As for broadcasting commentary between movements, if it is insightful commentary that helps people to engage with the music at these key markers then I think it could be a very good thing indeed. You can certainly argue about how it should be done (cutaway to a talking head or just subtitles during the music?) but those of us who are already well-versed with the classical repertoire should remember that guidance like this could be a gateway of discovery for somebody who isn’t. There is a greater public service broadcasting argument for helping people approach the music rather than simply providing an in-house concert experience for people who are already regular classical listeners.

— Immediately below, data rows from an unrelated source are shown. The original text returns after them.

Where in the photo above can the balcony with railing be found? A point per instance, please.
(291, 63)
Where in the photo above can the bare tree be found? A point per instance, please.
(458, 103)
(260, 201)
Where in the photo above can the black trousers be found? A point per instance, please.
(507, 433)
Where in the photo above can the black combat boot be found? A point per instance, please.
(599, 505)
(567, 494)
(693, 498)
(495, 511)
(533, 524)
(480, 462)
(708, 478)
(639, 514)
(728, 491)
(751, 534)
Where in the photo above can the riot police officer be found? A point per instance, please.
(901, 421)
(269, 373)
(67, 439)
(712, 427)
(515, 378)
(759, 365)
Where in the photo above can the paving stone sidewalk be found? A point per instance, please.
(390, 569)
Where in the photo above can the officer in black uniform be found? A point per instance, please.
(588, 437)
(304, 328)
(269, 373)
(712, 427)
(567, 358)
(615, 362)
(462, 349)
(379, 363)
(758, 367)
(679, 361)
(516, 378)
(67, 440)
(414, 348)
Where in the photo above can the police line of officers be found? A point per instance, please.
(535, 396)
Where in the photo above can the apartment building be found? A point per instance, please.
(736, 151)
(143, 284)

It’s not that I don’t have my own bugbears. I find the traditions of some Prommers shouting ‘heave, ho’ before a piano concerto embarrassing – the only point of these rituals seems to be to show others that you’re in-the-know. But not being able to have everything your own way is a sign of the festival’s broad appeal. It’s undoubtedly a good thing that the Proms attracts enough people that there are some there who don’t share your values. For example, it still amazes me that there are listeners who are genuinely upset when there isn’t enough Mozart. I wonder how they’d react to my idea of doing an experimental Proms season where no composer gets more than one work performed…
My main concerns with the Proms are about how much more it could be doing. For new music, for music by women, for non-Western classical music and for the richness of our home-grown heritage, for collaborations across art forms. In many, many ways it does a fantastic job already, but it’s absolutely right that we demand it aim still higher.
But what is also surely right is that we are not entitled to a license-fee funded festival of this scale reserved for a purist ‘Temple of Music’ experience. It needs to be a broad church that engages widely and in a variety of ways. My personal ideal for the Proms is to have more risk, more diversity, more creativity about realising the potential of classical music to be relevant to everyone, while exploring interesting connections. Of course it should retain its remit as a festival primarily of classical music, but having diverse appeal within that remit is, in my view, the best way for to be defended against any future squeezes on BBC spending.
Simon Brackenborough is the founder and editor of Corymbus.